Wednesday Jul 04 2018
Another View: Affordable housing is crucial community needBy: Wayne Nader / Guest Columnist
The cost of housing nationally has gone up 48 percent since it bottomed out in 2010. Salaries, however, have only gone up 14 percent in that same period of time.
Regionally the increase in housing prices and rents has been substantially higher than the national average. If you have been in your home for over eight years, during the last two years you have experienced a tremendous increase in the value of your home.
Sadly, these skyrocketing values in home prices coupled with out-of-control increases in housing construction costs have left the younger generations and those in the lower income levels struggling to find affordable places to live.
For those who have lived in the area for some time, it would be easy to say “this is not my problem.” From my perspective, it is a problem we all should share.

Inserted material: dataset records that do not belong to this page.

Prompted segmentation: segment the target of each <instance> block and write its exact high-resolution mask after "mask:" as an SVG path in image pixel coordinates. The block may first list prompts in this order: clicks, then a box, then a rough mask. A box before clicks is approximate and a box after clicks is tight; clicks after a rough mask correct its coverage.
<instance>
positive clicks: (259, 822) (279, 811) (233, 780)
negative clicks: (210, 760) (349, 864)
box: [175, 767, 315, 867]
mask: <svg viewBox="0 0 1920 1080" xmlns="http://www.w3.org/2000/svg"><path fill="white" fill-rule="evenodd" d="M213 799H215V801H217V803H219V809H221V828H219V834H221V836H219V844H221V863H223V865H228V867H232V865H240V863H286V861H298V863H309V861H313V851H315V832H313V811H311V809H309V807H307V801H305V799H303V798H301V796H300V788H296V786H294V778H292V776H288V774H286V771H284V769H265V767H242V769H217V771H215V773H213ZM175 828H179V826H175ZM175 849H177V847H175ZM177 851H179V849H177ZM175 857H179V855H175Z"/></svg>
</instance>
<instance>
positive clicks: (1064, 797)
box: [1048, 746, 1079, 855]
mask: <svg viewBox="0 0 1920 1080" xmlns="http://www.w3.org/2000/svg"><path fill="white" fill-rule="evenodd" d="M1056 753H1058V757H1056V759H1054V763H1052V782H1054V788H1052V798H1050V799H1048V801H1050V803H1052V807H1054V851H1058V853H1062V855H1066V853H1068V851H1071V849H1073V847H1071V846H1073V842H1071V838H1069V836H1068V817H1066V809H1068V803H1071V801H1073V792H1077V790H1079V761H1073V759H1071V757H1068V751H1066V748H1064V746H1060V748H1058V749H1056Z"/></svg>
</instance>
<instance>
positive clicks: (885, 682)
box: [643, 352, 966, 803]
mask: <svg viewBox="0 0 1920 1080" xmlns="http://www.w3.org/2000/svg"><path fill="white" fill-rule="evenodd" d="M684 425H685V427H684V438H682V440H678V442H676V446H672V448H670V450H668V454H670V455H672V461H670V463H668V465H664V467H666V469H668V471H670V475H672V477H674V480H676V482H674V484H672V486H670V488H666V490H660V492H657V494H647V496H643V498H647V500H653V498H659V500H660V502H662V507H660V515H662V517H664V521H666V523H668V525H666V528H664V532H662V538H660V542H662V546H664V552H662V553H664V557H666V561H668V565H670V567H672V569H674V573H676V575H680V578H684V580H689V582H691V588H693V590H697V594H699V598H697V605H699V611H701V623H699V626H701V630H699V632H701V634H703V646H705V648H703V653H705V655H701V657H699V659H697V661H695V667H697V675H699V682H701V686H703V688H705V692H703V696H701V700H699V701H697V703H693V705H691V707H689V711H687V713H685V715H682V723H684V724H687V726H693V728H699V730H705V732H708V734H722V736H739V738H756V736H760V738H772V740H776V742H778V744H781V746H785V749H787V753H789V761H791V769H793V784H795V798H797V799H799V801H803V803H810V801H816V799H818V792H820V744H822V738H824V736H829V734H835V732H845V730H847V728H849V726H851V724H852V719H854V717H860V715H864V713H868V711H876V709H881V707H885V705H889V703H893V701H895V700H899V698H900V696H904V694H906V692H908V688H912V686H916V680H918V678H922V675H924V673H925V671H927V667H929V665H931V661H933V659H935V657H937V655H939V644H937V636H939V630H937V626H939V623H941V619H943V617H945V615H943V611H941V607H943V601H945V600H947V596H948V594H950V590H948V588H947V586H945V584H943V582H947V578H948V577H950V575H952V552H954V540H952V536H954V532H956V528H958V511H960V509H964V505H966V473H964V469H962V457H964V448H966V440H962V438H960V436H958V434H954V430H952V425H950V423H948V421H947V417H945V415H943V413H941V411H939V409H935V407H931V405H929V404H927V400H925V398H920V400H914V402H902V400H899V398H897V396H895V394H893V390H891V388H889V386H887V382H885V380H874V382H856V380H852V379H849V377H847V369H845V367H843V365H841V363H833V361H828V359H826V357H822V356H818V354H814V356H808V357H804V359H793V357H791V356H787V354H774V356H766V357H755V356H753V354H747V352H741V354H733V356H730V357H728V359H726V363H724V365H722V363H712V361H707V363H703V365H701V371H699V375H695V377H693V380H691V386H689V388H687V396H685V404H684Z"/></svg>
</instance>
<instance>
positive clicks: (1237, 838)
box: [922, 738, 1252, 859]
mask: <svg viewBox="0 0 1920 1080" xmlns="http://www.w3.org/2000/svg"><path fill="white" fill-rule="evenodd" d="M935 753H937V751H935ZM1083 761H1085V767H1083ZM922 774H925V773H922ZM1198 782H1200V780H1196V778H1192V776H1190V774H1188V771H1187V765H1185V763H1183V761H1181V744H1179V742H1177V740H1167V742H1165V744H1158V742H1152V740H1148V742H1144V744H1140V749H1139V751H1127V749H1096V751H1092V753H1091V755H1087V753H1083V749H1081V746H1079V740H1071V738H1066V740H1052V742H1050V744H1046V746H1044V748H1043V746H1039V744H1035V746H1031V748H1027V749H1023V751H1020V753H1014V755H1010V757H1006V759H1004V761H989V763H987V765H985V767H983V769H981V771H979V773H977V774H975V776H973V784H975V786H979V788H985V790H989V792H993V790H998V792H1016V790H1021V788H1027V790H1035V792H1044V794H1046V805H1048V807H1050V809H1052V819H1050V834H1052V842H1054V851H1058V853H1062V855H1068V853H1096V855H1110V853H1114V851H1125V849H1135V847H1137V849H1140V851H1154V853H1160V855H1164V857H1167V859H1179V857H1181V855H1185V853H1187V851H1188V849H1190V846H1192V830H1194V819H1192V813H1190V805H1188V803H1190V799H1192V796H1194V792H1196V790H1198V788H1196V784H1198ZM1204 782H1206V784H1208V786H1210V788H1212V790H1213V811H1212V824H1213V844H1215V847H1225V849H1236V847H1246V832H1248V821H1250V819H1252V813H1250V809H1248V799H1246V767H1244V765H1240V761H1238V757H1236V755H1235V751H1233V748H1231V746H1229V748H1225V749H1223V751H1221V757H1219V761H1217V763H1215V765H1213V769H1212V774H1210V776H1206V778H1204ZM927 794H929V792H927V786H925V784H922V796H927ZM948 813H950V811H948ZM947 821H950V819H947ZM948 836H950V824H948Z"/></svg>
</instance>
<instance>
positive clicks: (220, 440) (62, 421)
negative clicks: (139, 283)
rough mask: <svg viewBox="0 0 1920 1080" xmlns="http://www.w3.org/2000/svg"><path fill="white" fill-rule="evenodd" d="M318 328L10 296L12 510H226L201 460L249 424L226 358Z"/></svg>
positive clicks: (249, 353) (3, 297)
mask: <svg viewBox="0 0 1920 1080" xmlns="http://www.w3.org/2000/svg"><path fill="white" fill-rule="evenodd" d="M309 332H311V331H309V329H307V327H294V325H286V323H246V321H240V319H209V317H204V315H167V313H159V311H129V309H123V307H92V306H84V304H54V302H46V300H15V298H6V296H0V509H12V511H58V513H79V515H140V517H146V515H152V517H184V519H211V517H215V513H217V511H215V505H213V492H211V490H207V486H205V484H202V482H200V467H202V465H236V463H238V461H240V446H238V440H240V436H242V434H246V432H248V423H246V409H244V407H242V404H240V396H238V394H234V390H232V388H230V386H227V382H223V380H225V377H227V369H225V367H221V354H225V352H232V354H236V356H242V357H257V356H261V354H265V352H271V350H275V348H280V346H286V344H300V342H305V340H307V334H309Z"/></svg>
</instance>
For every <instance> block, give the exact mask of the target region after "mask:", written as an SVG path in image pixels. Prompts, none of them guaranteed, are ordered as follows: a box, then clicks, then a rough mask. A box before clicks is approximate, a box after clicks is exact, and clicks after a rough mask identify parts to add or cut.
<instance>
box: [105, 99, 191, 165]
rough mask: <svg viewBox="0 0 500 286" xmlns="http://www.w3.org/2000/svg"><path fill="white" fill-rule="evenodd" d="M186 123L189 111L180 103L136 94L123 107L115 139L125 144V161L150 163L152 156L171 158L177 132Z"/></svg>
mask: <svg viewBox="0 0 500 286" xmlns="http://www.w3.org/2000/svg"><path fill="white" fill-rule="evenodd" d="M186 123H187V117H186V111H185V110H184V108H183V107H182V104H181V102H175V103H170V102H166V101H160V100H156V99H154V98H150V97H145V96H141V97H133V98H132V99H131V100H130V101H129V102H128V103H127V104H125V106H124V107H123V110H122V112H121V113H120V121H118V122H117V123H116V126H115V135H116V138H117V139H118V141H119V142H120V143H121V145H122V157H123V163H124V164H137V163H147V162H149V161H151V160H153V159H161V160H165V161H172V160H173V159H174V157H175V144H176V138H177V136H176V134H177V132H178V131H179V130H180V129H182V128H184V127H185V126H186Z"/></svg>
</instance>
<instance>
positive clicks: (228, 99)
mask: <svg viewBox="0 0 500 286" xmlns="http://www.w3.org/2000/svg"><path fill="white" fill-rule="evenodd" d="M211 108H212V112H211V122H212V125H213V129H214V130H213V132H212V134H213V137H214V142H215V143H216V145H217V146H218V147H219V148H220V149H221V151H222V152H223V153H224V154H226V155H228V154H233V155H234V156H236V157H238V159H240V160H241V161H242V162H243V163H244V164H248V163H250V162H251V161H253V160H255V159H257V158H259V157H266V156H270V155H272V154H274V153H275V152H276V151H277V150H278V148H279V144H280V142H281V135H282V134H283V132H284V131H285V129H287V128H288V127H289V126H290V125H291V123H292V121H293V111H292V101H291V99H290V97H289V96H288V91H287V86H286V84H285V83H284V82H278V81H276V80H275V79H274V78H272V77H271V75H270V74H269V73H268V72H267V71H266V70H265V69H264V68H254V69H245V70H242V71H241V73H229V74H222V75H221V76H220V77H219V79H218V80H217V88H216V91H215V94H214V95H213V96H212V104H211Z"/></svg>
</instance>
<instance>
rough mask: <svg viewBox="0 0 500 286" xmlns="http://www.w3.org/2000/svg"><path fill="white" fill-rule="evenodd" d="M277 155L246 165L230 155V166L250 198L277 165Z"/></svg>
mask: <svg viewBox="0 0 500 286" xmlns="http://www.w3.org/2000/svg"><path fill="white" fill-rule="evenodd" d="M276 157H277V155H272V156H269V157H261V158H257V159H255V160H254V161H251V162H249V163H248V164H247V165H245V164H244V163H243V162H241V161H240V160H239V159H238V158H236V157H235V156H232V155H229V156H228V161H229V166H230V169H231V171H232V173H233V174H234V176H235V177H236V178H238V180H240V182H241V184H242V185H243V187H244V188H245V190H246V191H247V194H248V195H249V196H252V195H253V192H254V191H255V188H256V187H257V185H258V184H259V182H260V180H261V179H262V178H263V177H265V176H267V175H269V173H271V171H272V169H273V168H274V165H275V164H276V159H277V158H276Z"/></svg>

A healthy society has a balanced social and economic environment where opportunities exist for up and coming generations to experience the chance to own a home that they can afford. Unfortunately, in California in particular, this part of the “American Dream” has become unattainable for them.
The state legislature has been passing laws in an attempt to address this issue. At the same time, lawmakers are also doing counter efforts that make the cost of new housing rise significantly through excessive energy and environmental requirements. The hurdles to providing affordable/workforce housing are getting higher.
Can we do something locally to effectively address this important issue? The answer is “yes.” We first need to change the way new residential projects are allowed to skirt around providing meaningful affordable housing.
Let me first define who qualifies for affordable housing.
The median pre-tax income in Placer County is $75,200. To be considered a low income household, a family would have to make 50 percent or less of the median income ($37,600 or lower). The maximum amount recommended going toward a mortgage or rent is 30 percent of income, which for this group would be $940 a month toward housing. If used for a mortgage at a 5 percent interest rate, it would support a $175,000 loan. A 20 percent down payment is normally required, so $218,000 would be the top possible purchase price. Most new starter homes in the area are in the $400,000-plus range.
A project in western unincorporated Placer County is coming before the planning commission in July. It is a 308-lot subdivision. The county requires that 10 percent be deed-restricted low-income housing, which equates to 31 homes. Taking the $218,000 per house, the total for the 31 homes would come to $6,758,000.
The county currently allows the developer to opt out of building the affordable homes through an in-lieu fee of $4,342 per residential building permit, which for this project would come out to $1,337,336.
No wonder developers are quick to take the in-lieu fee route. The county isn’t even getting 20 percent of what the cost would have been to building these affordable homes. On top of that, when you consider that any project that those now county funds go to must be done at prevailing wage levels, it results in even less getting accomplished versus what private enterprise could do.
For larger projects, the City of Roseville requires that 10 percent of the homes be affordable and there is no in-lieu payment option.
It is time for the county and the other cities in Placer County to adopt the same policy. Yes, this does mean that the other homes in the project will cost a bit more to help shoulder the real cost to develop and construct an affordable home, but this is clearly an investment towards the future viability of our communities.
Wayne Nader is a retired bank executive and current chair of the Placer County Planning Commission.